People always whine about crappy A.I in games. Crysis received incredible amount of flak for its glitchy A.I. where the enemies were extremely smart on some parts of the game but ridiculously stupid in other parts of the game. Some people have been saying how the dumb A.I in Uncharted made it a really dull game. Whenever people talk about shooters (and racers now), people usually bring up how good or how bad the A.I. is. But I think people are going about it the wrong way with their criticisms.
People say the A.I is bad when the enemies in the game are dumb. That’s understandable but with games like Crysis, I actually liked the fact that the A.I was unpredictable like that. Mind you, I don’t like Crysis at all (I think it’s a boring, boring game) but when the enemy A.I messes up like that, it almost feels like that A.I is another human being. We humans make mistakes and these glitches ironically gave me a sense of realism. An unintended plus.

Anywho, what I want to argue in this blog is that stupidity doesn’t automatically make it a bad A.I. A bad A.I would be a static A.I, an artificial intenlligence that acts the same regardless of your presence. This is all too common in crappy first-person shooter games. No matter what you do, they use the same strategy, and they stay there, doing the same thing they’ve always done. Even really good fps games are guilty of using fixed static A.I. And just because they’re static doesn’t mean they’re dumb but it just makes the game end up being repetitive.

I’m gonna use a great game as an example as I put some flame guard on. Okay, here I go. I just finished playing Call of Duty 4 two days ago. You know, the A.I is pretty smart, They will try to knife you when you get too close to them, they’ll shoot when they spot you. But they do this in a set pattern. Everything about Call of Duty 4’s A.I is scripted. Your teammate’s A.I is pre-programmed to do certain things at certain moments. There is no variability and everything is predictable. An enemy far away in a building will remain in that building no matter what happens. The reason Call of Duty 4 can be so difficult is because the game uses this trick where the A.I always knows exactly where you are and have nearly perfect aim. This kind of A.I trick is used in a lot of different games to make it seem like the game is extremely challenging and the enemy A.I. extremely smart. Goldeneye for the N64 did this, Black for the PS2/Xbox did this, and Battlefield 2 for the PC did this. Since Call of Duty 4’s level design is so well done, that not many people are able to catch on this last-gen A.I. trick but I caught it and if you play COD4 at Veteran difficulty, you’ll realize how annoying and frustrating that trick is.

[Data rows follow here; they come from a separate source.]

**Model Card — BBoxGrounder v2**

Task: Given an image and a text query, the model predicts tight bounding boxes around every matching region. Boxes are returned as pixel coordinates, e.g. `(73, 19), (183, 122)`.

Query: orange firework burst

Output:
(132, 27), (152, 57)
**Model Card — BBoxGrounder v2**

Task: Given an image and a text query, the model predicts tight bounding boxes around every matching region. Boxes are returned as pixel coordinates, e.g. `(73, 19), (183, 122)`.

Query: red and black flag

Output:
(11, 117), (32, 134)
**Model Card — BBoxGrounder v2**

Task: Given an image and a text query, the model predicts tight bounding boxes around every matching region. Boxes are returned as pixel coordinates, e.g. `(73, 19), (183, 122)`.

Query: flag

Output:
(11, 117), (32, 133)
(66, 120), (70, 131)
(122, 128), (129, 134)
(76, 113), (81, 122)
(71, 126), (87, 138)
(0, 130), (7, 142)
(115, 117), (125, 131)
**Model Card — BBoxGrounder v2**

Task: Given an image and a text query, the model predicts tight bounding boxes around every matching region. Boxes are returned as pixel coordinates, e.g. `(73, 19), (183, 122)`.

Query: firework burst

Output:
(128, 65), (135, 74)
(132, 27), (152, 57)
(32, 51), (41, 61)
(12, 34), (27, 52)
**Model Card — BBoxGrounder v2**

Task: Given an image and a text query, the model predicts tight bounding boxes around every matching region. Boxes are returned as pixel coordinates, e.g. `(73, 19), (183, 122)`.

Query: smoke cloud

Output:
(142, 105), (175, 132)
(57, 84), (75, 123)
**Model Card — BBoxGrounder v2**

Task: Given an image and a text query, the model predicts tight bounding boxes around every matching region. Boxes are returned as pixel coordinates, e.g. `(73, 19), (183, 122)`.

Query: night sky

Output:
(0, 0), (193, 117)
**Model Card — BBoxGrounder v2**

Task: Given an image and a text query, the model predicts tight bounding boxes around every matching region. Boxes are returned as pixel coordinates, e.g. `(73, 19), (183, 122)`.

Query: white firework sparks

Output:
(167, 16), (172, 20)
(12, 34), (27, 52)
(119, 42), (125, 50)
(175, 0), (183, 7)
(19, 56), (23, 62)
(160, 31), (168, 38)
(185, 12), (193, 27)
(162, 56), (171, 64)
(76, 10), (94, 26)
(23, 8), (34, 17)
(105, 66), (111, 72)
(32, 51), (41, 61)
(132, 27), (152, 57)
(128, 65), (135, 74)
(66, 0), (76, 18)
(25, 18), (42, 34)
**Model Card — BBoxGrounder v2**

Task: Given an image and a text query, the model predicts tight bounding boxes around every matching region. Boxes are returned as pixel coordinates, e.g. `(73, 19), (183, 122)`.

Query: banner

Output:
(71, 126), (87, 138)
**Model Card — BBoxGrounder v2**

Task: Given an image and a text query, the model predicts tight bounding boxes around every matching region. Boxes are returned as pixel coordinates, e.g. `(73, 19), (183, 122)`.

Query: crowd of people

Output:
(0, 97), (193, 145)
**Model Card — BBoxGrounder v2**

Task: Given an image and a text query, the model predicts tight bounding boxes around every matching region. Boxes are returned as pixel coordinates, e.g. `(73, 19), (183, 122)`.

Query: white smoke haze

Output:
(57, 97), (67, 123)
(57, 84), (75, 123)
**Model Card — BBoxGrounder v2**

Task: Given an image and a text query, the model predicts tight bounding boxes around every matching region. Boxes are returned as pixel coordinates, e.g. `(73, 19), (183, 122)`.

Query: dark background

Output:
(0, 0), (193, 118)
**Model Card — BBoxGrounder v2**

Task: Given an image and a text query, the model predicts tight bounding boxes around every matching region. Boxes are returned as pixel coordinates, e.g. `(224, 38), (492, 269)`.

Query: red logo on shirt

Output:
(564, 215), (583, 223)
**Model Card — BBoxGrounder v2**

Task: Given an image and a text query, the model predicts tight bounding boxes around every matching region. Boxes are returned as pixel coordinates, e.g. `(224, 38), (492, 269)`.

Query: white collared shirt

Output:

Look, I don’t have a problem with scripted A.I. but when you have a scripted A.I. like that, it often makes the game all too predictable. Of course, there’s a counter-example to my point: Metal Gear Solid 2 and Metal Gear Solid 3. These two games feature the most scripted A.I. in the history of video games. And yet, I love the A.I. of both games. They’re programmed to react differently to your different actions and while everything is pre-programmed and you’ll learn just how scripted it is by the time you’re about half-done with the game, there’re so many different scripts to the A.I., that as predictable as they are, you’ll en up having a lot of unique and unpredictable moments in those two games. MGS2 an MGS3 are perfect examples of A.I that is scripted but ultimately is not static.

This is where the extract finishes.